Au sein du collectif s’opère une inversion de logique : on ne cherche pas à
drainer des militants engagés dans des luttes concrètes vers des activités
de propagande générale (contre le fascisme, la répression, etc.), ni à
occuper le terrain en faisant de la propagande sans point d’application
précis (contre le manque de logements, la précarité, etc.), ni à nous
spécialiser dans une activité de soutien individuel (aux sans-papiers, aux
victimes de la répression, aux demandeurs de logement) - activité qui a son
utilité mais est souvent bureaucratique - ni à grossir le flux des personnes
qui se rendent à Seattle, Göteborg, Prague ou Gênes pour se retrouver
finalement isolées et atomisées dans leur vie de tous les jours, et avec de
beaucoup de mal à entrer en lutte. Sans renoncer aux groupes dont ils font
partie, les militants du collectif se trouvent impliqués dans une lutte
concrète ayant un point d’application précis sur le terrain social et
enracinée dans le rapport salarial, même si les choix des grévistes, qui
gardent en main le gouvernail de la lutte, sont toujours respectés. L’ancien
positionnement des "avant-gardes" se trouve ainsi simplement renversé : ce
que les militants ont à donner, ce ne sont pas des leçons, mais une
expérience qui leur permet de se rendre utiles et, parfois, des réflexions à
échanger. Ce qui ne veut pas dire que les rapports avec les grévistes
(différents selon le secteur et l’entreprise) sont toujours simples :
trouver une langue commune s’avère parfois problématique, les différences
d’expérience et de formation peuvent être des barrières difficiles à
franchir.

Le collectif de solidarité est né pour permettre à des luttes d’entreprise
de sortir de leur isolement. Sa création s’explique par les insuffisances et
les contradictions de l’action syndicale : un vide demandait à être rempli,
des exigences cherchaient une réponse, que les syndicats seuls étaient
incapables de fournir. L’existence même d’une structure de ce type met en
évidence les faiblesses et les carences des syndicats, qu’ils soient
traditionnels ou radicaux.
Avons-nous travaillé pour les syndicats ? Une chose est sûre : nous n’avons
pas trouvé de solution permettant à ceux qui veulent lutter de s’en passer.

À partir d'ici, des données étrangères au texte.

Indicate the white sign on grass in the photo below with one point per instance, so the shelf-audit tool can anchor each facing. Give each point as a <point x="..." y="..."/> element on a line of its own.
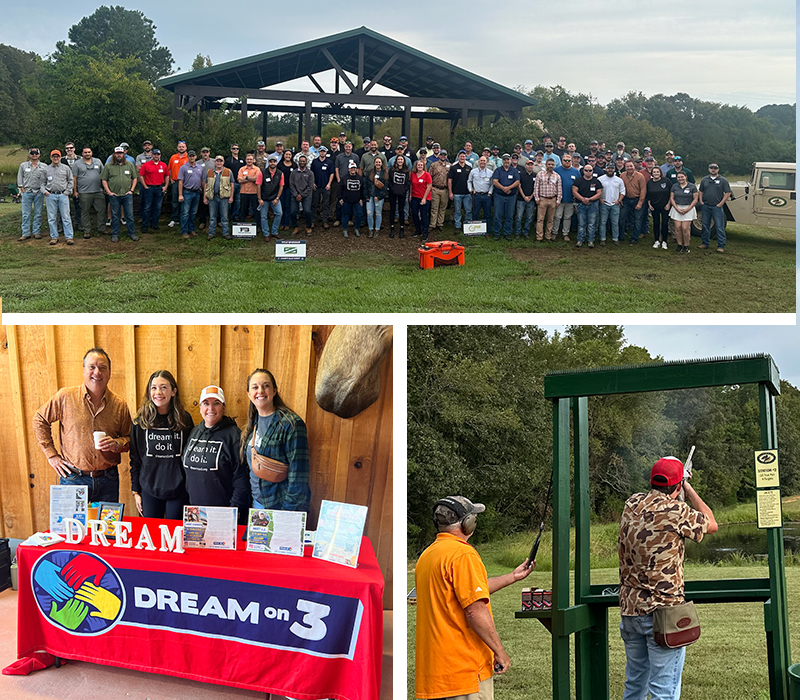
<point x="475" y="228"/>
<point x="290" y="250"/>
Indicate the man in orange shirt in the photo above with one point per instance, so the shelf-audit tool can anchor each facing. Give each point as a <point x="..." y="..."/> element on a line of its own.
<point x="175" y="164"/>
<point x="457" y="646"/>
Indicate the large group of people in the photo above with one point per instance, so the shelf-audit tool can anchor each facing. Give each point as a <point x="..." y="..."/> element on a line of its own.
<point x="174" y="463"/>
<point x="600" y="194"/>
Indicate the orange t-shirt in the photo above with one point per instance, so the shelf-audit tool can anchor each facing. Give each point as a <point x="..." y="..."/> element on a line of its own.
<point x="175" y="163"/>
<point x="450" y="658"/>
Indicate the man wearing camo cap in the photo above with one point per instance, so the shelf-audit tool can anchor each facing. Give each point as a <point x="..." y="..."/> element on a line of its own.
<point x="458" y="649"/>
<point x="652" y="531"/>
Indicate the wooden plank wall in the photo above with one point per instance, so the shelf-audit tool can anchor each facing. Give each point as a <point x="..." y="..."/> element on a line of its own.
<point x="351" y="460"/>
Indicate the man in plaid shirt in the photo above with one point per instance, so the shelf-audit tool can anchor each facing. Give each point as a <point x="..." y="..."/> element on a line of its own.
<point x="547" y="193"/>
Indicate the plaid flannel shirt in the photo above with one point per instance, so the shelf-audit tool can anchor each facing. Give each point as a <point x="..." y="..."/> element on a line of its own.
<point x="286" y="440"/>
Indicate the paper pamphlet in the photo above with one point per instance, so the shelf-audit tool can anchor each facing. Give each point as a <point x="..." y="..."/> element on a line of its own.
<point x="339" y="532"/>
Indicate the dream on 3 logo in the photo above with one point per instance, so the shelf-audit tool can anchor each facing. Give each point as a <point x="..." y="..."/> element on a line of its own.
<point x="78" y="592"/>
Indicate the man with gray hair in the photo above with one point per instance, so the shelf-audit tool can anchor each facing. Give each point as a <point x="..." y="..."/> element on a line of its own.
<point x="458" y="649"/>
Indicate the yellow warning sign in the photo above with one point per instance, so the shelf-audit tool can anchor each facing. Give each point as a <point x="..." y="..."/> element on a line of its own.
<point x="768" y="507"/>
<point x="767" y="475"/>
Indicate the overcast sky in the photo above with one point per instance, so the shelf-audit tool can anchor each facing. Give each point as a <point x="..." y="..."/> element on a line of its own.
<point x="738" y="51"/>
<point x="694" y="342"/>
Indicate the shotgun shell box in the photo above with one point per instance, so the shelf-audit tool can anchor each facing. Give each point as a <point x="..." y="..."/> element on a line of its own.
<point x="527" y="598"/>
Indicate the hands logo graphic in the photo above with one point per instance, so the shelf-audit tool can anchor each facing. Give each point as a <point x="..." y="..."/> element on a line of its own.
<point x="78" y="592"/>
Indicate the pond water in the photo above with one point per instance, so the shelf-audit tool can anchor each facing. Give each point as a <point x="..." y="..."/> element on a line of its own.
<point x="741" y="538"/>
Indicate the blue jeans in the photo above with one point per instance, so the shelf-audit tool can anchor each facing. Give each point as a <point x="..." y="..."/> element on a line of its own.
<point x="277" y="215"/>
<point x="462" y="201"/>
<point x="151" y="206"/>
<point x="482" y="202"/>
<point x="606" y="211"/>
<point x="237" y="198"/>
<point x="630" y="216"/>
<point x="305" y="203"/>
<point x="711" y="211"/>
<point x="354" y="210"/>
<point x="104" y="487"/>
<point x="190" y="201"/>
<point x="649" y="667"/>
<point x="58" y="204"/>
<point x="218" y="209"/>
<point x="503" y="215"/>
<point x="176" y="205"/>
<point x="374" y="213"/>
<point x="126" y="204"/>
<point x="587" y="219"/>
<point x="524" y="217"/>
<point x="31" y="199"/>
<point x="420" y="213"/>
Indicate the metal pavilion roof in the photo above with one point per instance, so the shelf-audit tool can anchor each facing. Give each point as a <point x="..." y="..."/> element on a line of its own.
<point x="390" y="63"/>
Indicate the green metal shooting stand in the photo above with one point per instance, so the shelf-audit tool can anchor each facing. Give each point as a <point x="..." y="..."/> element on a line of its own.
<point x="587" y="618"/>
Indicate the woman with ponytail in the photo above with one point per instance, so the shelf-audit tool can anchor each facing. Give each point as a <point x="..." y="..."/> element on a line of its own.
<point x="275" y="444"/>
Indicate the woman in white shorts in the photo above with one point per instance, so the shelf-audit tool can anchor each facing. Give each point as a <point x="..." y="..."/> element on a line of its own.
<point x="683" y="198"/>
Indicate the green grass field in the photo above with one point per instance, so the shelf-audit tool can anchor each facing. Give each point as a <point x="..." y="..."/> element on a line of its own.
<point x="729" y="661"/>
<point x="163" y="273"/>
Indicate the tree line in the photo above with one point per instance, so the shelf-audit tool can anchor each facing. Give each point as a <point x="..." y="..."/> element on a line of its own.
<point x="100" y="87"/>
<point x="479" y="425"/>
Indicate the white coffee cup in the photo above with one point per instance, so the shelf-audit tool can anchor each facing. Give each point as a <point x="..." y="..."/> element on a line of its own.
<point x="98" y="436"/>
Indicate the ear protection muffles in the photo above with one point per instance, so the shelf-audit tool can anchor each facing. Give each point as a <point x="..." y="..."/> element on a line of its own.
<point x="468" y="520"/>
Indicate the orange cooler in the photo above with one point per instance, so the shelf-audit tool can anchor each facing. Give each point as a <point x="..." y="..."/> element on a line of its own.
<point x="438" y="253"/>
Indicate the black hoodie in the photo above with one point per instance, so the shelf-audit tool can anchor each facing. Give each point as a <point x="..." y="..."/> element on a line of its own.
<point x="214" y="474"/>
<point x="156" y="466"/>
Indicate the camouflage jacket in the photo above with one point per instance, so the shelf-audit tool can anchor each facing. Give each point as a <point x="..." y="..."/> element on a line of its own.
<point x="651" y="550"/>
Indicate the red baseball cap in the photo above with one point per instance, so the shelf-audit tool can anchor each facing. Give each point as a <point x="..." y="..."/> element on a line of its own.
<point x="668" y="471"/>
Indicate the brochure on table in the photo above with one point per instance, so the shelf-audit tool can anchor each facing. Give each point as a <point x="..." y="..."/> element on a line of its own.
<point x="67" y="502"/>
<point x="339" y="532"/>
<point x="208" y="527"/>
<point x="276" y="531"/>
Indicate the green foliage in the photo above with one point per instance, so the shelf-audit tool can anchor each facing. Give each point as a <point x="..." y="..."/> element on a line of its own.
<point x="96" y="101"/>
<point x="201" y="61"/>
<point x="218" y="129"/>
<point x="478" y="425"/>
<point x="115" y="31"/>
<point x="16" y="107"/>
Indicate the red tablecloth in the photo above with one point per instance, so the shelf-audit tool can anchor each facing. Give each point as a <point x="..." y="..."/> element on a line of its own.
<point x="297" y="626"/>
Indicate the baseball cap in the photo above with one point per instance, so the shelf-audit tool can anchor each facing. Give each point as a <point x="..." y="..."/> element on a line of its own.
<point x="212" y="392"/>
<point x="668" y="471"/>
<point x="443" y="515"/>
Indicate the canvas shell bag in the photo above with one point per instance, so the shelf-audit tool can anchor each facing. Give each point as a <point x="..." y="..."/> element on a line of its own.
<point x="267" y="468"/>
<point x="676" y="626"/>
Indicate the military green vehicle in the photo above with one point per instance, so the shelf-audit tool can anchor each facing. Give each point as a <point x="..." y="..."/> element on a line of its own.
<point x="768" y="199"/>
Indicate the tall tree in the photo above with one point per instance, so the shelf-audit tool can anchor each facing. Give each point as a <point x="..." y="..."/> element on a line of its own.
<point x="16" y="108"/>
<point x="120" y="32"/>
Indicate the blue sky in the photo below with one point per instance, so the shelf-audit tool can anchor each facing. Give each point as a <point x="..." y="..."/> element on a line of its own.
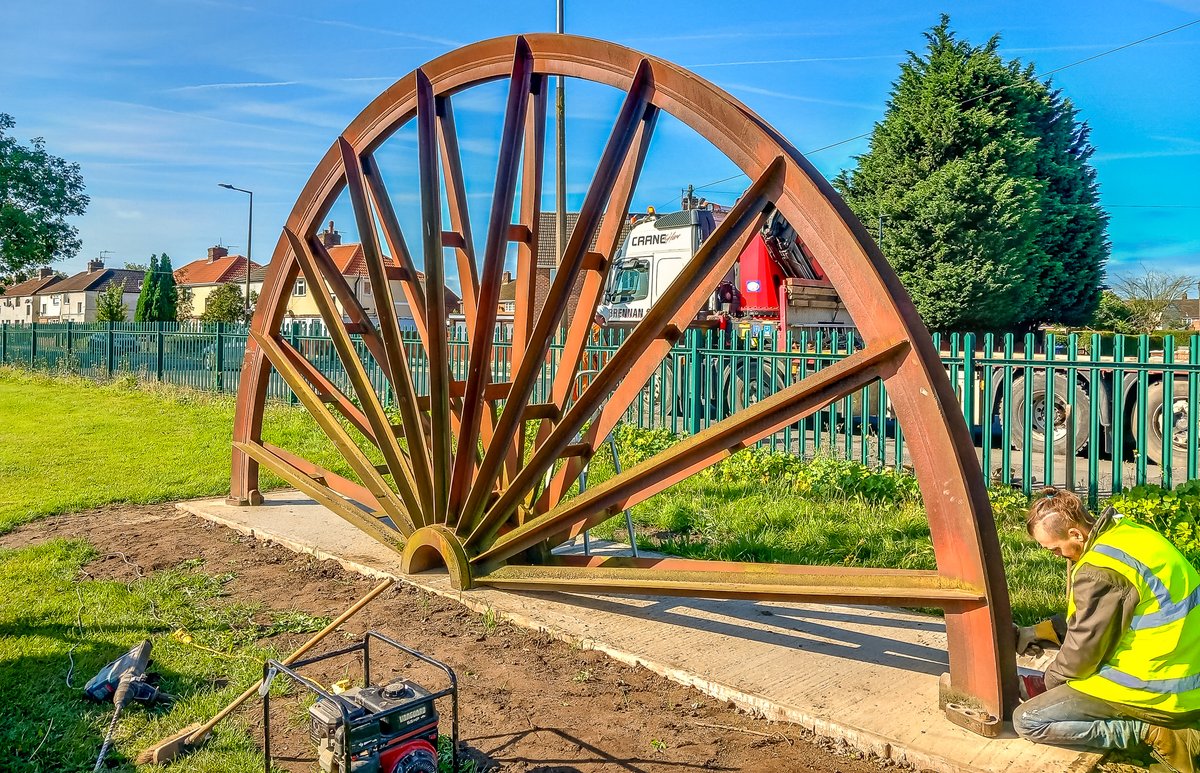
<point x="161" y="100"/>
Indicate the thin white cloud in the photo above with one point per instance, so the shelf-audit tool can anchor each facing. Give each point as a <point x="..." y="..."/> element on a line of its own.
<point x="216" y="87"/>
<point x="874" y="107"/>
<point x="795" y="61"/>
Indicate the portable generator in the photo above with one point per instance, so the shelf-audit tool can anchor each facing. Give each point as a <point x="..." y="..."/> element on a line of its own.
<point x="371" y="729"/>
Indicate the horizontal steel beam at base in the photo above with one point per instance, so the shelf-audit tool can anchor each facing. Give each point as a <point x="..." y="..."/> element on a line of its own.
<point x="912" y="588"/>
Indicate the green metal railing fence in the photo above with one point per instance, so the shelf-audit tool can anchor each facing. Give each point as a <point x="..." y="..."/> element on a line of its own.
<point x="1092" y="412"/>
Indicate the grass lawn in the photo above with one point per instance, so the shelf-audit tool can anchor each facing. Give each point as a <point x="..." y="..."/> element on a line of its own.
<point x="69" y="444"/>
<point x="48" y="617"/>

Nos rapports avec eux sont ambigus car, dans l’état actuel des choses, les
syndicats sont les seuls, dans les entreprises touchées par les luttes, à
être en position de récupérer le travail fait et de faire de nouveaux
adhérents ou militants dans des secteurs traditionnellement difficiles pour
eux. Mais y réussiront-ils ?
A l’origine de ces luttes il y a souvent de jeunes militants en conflit avec
leurs fédérations (et qui souvent n’ont pas les idées claires). L’expérience
que nous avons faite ensemble peut leur fournir matière à réflexion. Il en
restera sans doute un bagage d’expériences, susceptible de structurer une
nouvelle génération de militants de situation. Une fois qu’on a découvert
qu’on peut se passer de tuteur pour penser et agir, bien des choses
deviennent possibles. C’est là probablement la part la plus féconde de
l’action entreprise par le collectif.
Avec la fin de "l’empire du mal" à laquelle nous avons assisté cette
dernière décennie, pas mal de théories de l’action et de la lutte de classe
sont mortes avec lui. En fonder de nouvelles ou retrouver les racines
d’expériences plus anciennes, et plus propres, du mouvement ouvrier est sans
doute une nécessité, mais une chose reste indispensable : tenter dans la
pratique d’ouvrir des voies nouvelles, voir sur le terrain ce qu’il est
possible de faire à un moment donné des rapports de force entre les classes
et de l’état des luttes. C’est probablement dans cette perspective qu’il
faut lire l’expérience que nous avons faite.